With a voice that captivates with every inflection, Indiana's 'Smoking Gun' is yet another mighty fine statement of intent from the Nottingham singer-songwriter. It's very much a track of two halves, both equally excellent, minimal electronic beats giving way to thumping bass for its quietly haunting chorus. Sensational.
Dublin band Kodaline are another one of those "hotly-tipped" acts du jour the critics like to hype on about, yet this time it is truly deserved, if this nifty little EP is anything to go by. 'Love Like This' has an early U2 urgency to it and is as infectious as it is beautiful. 'What It Is' is a heart-renching lovely ballad and 'Midnight' is as soft and gentle as a lullaby, showcasing the bands' sublime harmonies. There is also an achingly gorgeous acoustic version of 'Love Like This." A class act we can't wait to hear more from.
Miles Kane is back with his usual panache. 'Don't forget Who You Are', from his second album of the same name, is a rollicking feel good arm-waving sing-a-long that will not only please die-hard fans but will win him some more. Great stuff.

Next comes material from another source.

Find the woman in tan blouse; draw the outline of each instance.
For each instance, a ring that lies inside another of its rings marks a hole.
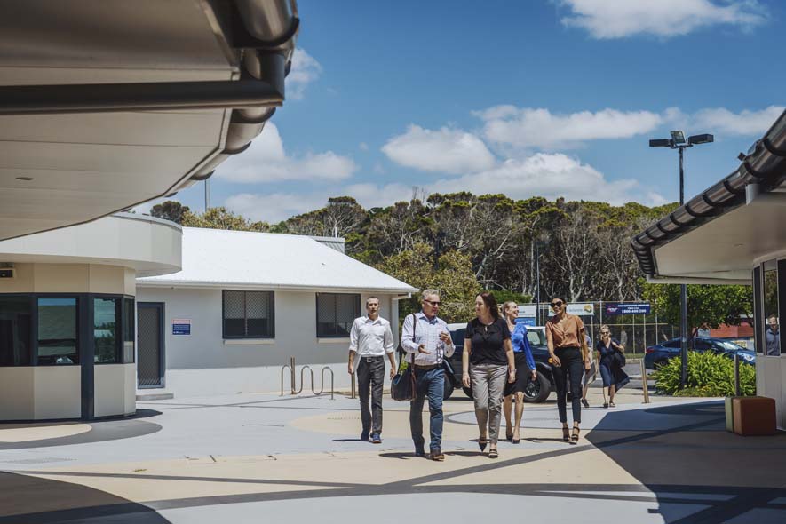
[[[582,374],[589,369],[589,351],[584,337],[584,323],[582,320],[565,311],[565,300],[552,298],[554,316],[546,322],[546,344],[552,363],[552,374],[557,389],[557,409],[560,422],[562,423],[562,440],[578,441],[579,425],[582,421]],[[568,434],[568,384],[570,382],[570,394],[573,407],[573,433]]]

Suitably ridiculous video as Muse look towards Hot Space-era Queen for inspiration, ramping up the funk and turning down the pomp. Still managing to reel in new generations of geography students, the mantle of Britain's biggest band seems safe for now.

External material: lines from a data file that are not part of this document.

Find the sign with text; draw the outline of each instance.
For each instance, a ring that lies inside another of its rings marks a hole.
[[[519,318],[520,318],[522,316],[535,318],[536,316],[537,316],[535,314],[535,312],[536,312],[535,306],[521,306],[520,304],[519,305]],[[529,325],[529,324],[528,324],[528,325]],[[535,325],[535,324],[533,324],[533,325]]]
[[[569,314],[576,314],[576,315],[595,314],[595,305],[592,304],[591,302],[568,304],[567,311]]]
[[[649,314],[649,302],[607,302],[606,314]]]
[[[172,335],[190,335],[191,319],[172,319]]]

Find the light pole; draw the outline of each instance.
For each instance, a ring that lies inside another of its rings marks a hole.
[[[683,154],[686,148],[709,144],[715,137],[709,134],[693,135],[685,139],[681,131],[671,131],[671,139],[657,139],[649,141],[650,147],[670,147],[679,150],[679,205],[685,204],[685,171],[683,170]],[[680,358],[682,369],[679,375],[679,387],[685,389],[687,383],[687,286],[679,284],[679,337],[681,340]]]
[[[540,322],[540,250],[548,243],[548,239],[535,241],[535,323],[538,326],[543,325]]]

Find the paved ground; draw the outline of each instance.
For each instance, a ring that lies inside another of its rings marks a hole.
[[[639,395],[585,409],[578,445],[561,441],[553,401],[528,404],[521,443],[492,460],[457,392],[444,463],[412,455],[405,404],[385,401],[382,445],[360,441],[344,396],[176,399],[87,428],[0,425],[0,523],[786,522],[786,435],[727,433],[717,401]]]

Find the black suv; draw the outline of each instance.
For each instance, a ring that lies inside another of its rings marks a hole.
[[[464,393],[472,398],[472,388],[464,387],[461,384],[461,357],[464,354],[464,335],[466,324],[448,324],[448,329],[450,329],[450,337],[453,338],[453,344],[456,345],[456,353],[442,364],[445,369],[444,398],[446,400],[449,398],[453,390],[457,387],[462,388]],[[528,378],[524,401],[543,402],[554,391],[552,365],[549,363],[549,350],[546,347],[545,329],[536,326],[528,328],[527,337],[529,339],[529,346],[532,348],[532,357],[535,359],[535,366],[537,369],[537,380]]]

Surfer doom!? The Wytches are back with a new single in the shape of 'Beehive Queen', and this is another dose of The Beach Boys gone very, very wrong – but it sounds oh so right. That old school jangly guitar is bent into strange shapes whilst Kristian Bell wails Black Francis-esque in a gloriously psychedelic mush.
Two Door Cinema Club
Bizarre video aside, 'Handshake' is very much business as usual for Two Door Cinema Club. A pacy burst of guitar pop/rock with an infectious hook, it more than does its job, but surely it's time for some new material, lads?
Single of the Week
Arrows of Love
With some raucous punk rock singles under their belts already, Arrows of Love return with a dark, sinister and intensely bitter tale that pulls you in with it's unexpectedly gentle, and almost folk like, delivery before exploding with a burst of venomous riffs that pins you to the wall and pummels you into submission. Bloody and marvellous.